Der Zauberer vergrub seine linke Hand in seiner Pyjamahosentasche und ballte eine Faust, als würde er etwas umschließen. Mit der rechten umklammerte er noch den Zauberstab. Er schritt zum Fenster und starrte hinaus in das gefrorenen Wasser des Sees, dass an den Scheiben Eisblumen hinterlassen hatte. Es würde sein letztes Weihnachtsfest auf Hogwarts sein. Im Sommer würde er als Absolvent der Hogwartsschule für Hexerei und Zauberei das Schloss wohl für immer verlassen. Die Vorstellung ließ ihn erschaudern.
Er ließ sich auf ein rotes Samtsofa sinken und stützte die Stirn in die Hände.
War das nun richtig gewesen? Ihr diese Geschenk zu machen? Was würde passieren, wenn sie es gar nicht wollte? Konnte er ihr je wieder in die Augen sehen? Fast bereute er seine Tat schon, doch dann rief er sich in Erinnerung, dass dies womöglich seine letzte Chance sein könnte. Womöglich war es für eine Chance jedoch schon zu spät.
Mit einem leisen Stöhnen erhob er sich, strich sich die Haare aus der Stirn und schob die Schultern zurück. Mit einem entschlossenen Kopfnicken setzte er sich in Bewegung und ging mit festem Schritt wieder auf die Tür des Schlafsaales zu. Er konnte nichts mehr ausrichten. Es lag nun nicht mehr bei ihm.

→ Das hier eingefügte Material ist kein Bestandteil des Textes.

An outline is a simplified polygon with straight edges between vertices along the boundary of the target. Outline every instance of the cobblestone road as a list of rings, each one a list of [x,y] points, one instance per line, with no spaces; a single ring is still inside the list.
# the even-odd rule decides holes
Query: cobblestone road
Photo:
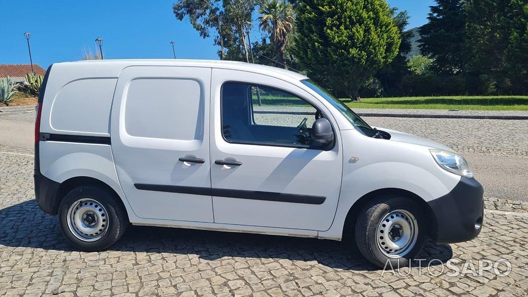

Völlig lautlos materialisierte sich die kleine Elfe nun in einem anderen Raum wieder. Der Saal war rund und hatte schmalere Fenster als der, aus dem die eben gekommen war. Der Mond war fast voll und erhellte die Betten, die alle mit roten Samtvorhängen verhangen waren.
Geräuschlos schien sie über den steinernen Fußboden zum dritten Bett zu schweben. An dessen Fußende hatte sich schon ein beachtlicher Stapel an Päckchen und Kisten angesammelt. Das Mädchen musste ganz offenbar sehr beliebt sein. Die Elfe zögerte. Sie wollte das schwarze Geschenk nicht einfach achtlos auf den Stapel legen, dazu erschien ihr dieser Auftrag zu wichtig.
Lange begutachtete sie den Haufen. Eine Schachtel stach ihr besonders ins Auge, sie lag ganz oben. Sie war unachtsam in rotgoldenes Papier gehüllt und eine Schleife fehlte gänzlich. Offenbar hatte ein Schüler den Zauber, mit dem er das Papier um das Geschenk gewunden hatte nicht korrekt ausführen können. Ganz sachte stellte sie das schwarze Paket auf den kalten Boden. Nun hob sie ihre linke Hand in die Höhe, sie war dünn und knöchrig. Das unschöne Paket schwebte empor und mit der rechten Hand wiederholte sie die Bewegung und alle anderen hoben auch vom Boden ab, blieben aber in ihrer Form als Berg zusammen, als wären sie zusammengeklebt. Das rotgoldene Paket surrte nun wieder zu Boden und der Rest der Geschenke senkte sich darauf ab. Ein Lächeln huschte über das Gesicht der Elfe, als sie ihre Schachtel wieder vom Boden aufnahm und diesmal mit eigener Hand auf die Spitze des Turmes stellte. Zufrieden begutachtete sie ihr Werk, flüsterte kaum hörbar „sie muss es lieben." und verschwand.